The authors developed a combined framework for the biomass estimation utilizing DINO2 framework and multitask regression learning by incorporating a multilayer perceptron. This is an important innovation, as it allows the model to learn general plant features without the need for vast amounts of labelled data. The authors report a strong predictive performance on rapeseed imaging dataset.

While the overall methodology is solid, a few aspects could be further improved or clarified. I recommend focussing more on dataset diversity and model explainability.

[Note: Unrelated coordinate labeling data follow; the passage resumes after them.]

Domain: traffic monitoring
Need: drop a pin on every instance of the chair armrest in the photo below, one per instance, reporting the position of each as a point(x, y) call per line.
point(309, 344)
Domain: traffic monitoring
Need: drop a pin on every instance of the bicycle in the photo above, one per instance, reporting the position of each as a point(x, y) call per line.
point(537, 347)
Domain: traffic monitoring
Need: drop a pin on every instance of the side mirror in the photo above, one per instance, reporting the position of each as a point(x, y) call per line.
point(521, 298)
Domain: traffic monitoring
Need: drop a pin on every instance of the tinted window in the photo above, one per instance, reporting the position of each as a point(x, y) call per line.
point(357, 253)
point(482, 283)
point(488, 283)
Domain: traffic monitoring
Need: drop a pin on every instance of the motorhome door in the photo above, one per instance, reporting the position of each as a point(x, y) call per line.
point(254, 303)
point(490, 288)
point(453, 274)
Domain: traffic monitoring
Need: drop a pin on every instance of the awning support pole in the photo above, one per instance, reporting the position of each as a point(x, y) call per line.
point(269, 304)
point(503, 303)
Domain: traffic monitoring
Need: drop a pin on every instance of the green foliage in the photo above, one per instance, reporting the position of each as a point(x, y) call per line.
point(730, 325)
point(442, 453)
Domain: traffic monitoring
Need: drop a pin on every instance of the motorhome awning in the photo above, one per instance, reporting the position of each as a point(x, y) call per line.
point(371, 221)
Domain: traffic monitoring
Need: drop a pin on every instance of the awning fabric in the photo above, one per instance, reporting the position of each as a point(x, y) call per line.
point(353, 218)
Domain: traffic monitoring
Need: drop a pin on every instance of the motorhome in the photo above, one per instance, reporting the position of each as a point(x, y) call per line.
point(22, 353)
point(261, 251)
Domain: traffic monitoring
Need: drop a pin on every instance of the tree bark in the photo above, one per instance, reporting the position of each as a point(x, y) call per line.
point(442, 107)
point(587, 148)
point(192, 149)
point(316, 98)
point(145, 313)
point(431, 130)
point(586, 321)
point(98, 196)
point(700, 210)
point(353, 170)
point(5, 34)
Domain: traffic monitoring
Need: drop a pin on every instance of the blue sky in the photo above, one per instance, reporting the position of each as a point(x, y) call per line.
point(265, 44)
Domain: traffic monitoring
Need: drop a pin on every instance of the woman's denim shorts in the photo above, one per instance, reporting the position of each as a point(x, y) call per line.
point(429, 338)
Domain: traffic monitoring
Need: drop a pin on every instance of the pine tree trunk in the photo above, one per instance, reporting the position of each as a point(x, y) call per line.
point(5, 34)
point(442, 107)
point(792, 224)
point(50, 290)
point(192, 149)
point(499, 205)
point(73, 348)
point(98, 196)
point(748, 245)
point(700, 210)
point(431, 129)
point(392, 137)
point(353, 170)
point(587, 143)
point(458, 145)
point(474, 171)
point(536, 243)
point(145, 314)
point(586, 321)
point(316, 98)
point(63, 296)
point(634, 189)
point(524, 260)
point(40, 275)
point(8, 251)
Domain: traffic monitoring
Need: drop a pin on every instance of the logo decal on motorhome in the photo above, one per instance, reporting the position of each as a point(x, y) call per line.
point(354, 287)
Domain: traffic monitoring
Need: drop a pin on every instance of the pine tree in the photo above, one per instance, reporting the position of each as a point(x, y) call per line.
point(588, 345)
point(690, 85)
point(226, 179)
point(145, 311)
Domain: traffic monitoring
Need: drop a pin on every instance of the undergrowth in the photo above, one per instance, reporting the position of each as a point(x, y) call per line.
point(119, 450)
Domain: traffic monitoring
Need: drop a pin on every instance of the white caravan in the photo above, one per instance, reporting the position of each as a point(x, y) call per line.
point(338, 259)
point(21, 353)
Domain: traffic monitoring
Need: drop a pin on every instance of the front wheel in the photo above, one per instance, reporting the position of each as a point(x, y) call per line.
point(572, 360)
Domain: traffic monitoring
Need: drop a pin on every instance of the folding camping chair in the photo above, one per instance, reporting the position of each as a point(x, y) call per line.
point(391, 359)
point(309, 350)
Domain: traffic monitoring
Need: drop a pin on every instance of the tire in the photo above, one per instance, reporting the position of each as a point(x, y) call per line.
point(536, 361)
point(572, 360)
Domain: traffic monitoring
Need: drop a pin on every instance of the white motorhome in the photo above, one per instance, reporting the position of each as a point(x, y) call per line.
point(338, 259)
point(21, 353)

The dataset used for fine-tuning the model is relatively small (N=833) and does not include diversity of species. At the same time the authors have demonstrated a good performance. It would be helpful to elaborate more about the potential for model overfitting on given small size rapeseed dataset. In addition, more evidence or testing on other species would be beneficial to show how well the proposed framework can generalize to different plants.
It would be valuable to discuss potential methods for interpreting the model’s decisions (Explainable AI), especially in terms of understanding which features are most influential for predicting biomass.

Minor correction:

How many holds out were used (line 255)?
When you compare performance against baseline what baseline parameters did you mean? Can you please explain it? (line 256).
Can you please add in Table 1 and 2 captions for what model (single task regression or multitask regression) the results are provided?
It is not recommended to use MAE abbreviation for Masked Autoencoder (subsection 3.3, lines 365, Table 4).

Author Response

Please see the attachment.

Author Response File: Author Response.pdf

Round 2

Reviewer 2 Report

Comments and Suggestions for Authors

The authors have addressed my comments, and I recommend publishing after a minor fix.

Figure 6: The images in the top row of (a) original and (b) attention are not from the same source. The bottom row is correct.